New Competition for Hollywood: your Neighbor
June 30, 2005
John Markoff has a nice 'round up' article on the growing impact of self-publishing. Maybe we could call the movement: 'no more piracy, we'll make our own stuff.'
Web Content by and for the Masses - New York Times (registration required)
...the abundance of user-generated content - which includes online games, desktop video and citizen journalism sites - is reshaping the debate over file sharing. Many Internet industry executives think it poses a new kind of threat to Hollywood, the recording industry and other purveyors of proprietary content: not piracy of their work, but a compelling alternative. The new services offer a bottom-up creative process that is shifting the flow of information away from a one-way broadcast or publishing model, giving rise to a wave of new business ventures and touching off a scramble by media and technology companies to respond. "Sharing will be everywhere," said Jeff Weiner, a Yahoo senior vice president in charge of the company's search services. "It's the next chapter of the World Wide Web."...
While Hollywood studios have generally scoffed at competition from amateurs, the most striking example of user-generated content may come from Spore, an online game being developed by Will Wright, the developer of the Sims series of video games.

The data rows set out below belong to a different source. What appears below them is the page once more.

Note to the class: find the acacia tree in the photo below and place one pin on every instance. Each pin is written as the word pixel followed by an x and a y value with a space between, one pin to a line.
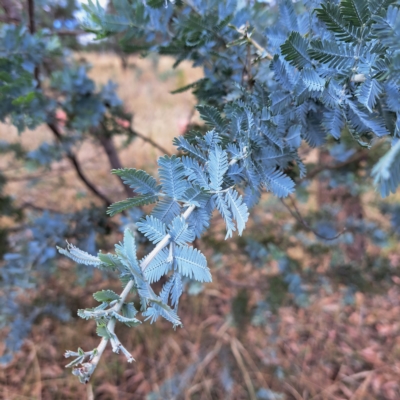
pixel 321 72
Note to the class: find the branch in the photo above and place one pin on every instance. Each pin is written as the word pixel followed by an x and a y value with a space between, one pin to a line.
pixel 354 159
pixel 87 369
pixel 13 14
pixel 299 218
pixel 78 169
pixel 113 158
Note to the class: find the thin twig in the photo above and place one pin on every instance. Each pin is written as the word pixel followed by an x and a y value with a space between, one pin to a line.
pixel 299 218
pixel 78 168
pixel 148 140
pixel 111 324
pixel 360 156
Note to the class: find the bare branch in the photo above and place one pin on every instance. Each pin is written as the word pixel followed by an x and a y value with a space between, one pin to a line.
pixel 300 218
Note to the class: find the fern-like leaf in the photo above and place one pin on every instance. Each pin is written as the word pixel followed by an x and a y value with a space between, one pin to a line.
pixel 166 210
pixel 356 12
pixel 386 172
pixel 152 228
pixel 369 92
pixel 217 167
pixel 79 256
pixel 226 214
pixel 278 183
pixel 334 55
pixel 158 267
pixel 238 208
pixel 137 201
pixel 312 80
pixel 138 180
pixel 330 13
pixel 180 231
pixel 295 50
pixel 212 117
pixel 172 176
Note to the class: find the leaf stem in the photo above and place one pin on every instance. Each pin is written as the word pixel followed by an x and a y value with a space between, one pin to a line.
pixel 90 367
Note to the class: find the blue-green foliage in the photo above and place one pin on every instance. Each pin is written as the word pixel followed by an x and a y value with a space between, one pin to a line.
pixel 321 70
pixel 331 67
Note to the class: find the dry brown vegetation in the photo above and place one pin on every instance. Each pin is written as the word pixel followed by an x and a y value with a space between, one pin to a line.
pixel 327 351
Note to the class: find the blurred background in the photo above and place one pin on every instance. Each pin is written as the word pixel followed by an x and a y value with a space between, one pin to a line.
pixel 305 305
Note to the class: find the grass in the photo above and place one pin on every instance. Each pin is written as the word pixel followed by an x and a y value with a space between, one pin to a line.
pixel 333 349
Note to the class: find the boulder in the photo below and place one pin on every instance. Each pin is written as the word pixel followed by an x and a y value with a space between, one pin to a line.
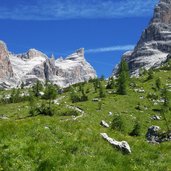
pixel 104 124
pixel 155 117
pixel 152 134
pixel 123 145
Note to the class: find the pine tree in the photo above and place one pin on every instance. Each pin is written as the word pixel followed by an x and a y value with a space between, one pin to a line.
pixel 158 83
pixel 111 83
pixel 123 78
pixel 50 93
pixel 37 88
pixel 166 107
pixel 101 91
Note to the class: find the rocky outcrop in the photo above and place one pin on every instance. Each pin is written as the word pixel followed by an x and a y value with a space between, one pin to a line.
pixel 6 71
pixel 155 43
pixel 34 65
pixel 73 69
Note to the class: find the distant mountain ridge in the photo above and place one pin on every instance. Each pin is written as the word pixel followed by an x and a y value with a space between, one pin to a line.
pixel 34 65
pixel 154 45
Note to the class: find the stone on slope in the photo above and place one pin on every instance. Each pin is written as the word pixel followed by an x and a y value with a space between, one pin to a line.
pixel 152 134
pixel 104 124
pixel 154 45
pixel 123 145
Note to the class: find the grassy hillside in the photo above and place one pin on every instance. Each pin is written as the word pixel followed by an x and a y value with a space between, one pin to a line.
pixel 67 143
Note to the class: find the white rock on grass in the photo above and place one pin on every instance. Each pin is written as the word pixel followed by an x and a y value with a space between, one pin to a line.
pixel 155 117
pixel 121 145
pixel 110 113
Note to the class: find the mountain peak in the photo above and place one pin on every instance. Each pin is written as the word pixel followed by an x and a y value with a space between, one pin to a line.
pixel 154 45
pixel 78 55
pixel 162 12
pixel 3 48
pixel 32 53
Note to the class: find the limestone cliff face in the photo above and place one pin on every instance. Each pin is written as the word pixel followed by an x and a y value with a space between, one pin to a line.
pixel 34 65
pixel 6 71
pixel 73 69
pixel 155 43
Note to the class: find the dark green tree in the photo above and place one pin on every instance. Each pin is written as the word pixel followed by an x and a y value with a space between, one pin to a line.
pixel 150 74
pixel 22 85
pixel 166 107
pixel 102 92
pixel 96 83
pixel 50 94
pixel 110 83
pixel 37 87
pixel 158 83
pixel 123 78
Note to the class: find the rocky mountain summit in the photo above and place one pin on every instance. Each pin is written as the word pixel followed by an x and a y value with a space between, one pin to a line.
pixel 34 65
pixel 154 45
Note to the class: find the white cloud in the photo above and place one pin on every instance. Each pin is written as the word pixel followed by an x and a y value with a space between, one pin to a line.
pixel 69 9
pixel 111 49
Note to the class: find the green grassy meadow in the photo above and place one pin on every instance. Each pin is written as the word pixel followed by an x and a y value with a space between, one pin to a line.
pixel 62 143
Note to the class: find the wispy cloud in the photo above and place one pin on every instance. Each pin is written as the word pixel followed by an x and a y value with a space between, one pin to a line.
pixel 71 9
pixel 111 49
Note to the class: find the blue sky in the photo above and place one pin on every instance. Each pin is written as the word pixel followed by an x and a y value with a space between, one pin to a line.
pixel 105 28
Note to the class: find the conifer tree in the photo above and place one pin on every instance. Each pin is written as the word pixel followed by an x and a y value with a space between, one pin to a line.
pixel 123 78
pixel 101 90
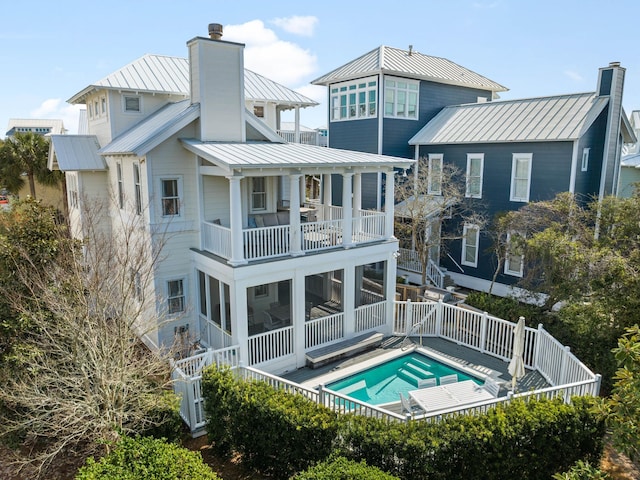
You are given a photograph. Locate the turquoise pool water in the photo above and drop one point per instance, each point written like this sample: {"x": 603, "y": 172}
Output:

Spore, scheduled for release next year, will incorporate a variety of software tools that let users "evolve" a civilization. Rather than a massively multiplayer game, the current fashion in online role playing, it will be a "massively single player" game.
Although they will all be connected by the Internet, game players will not interact with one another, but rather with the civilizations that other players have evolved. The entertainment value will be in exploring civilizations created by other players and interacting with characters controlled by artificial-intelligence software.
Spore is intended to appeal to young game players who have no interest in being entertained passively. "We have a whole generation of kids who feel entitled to be game designers," Mr. Wright said.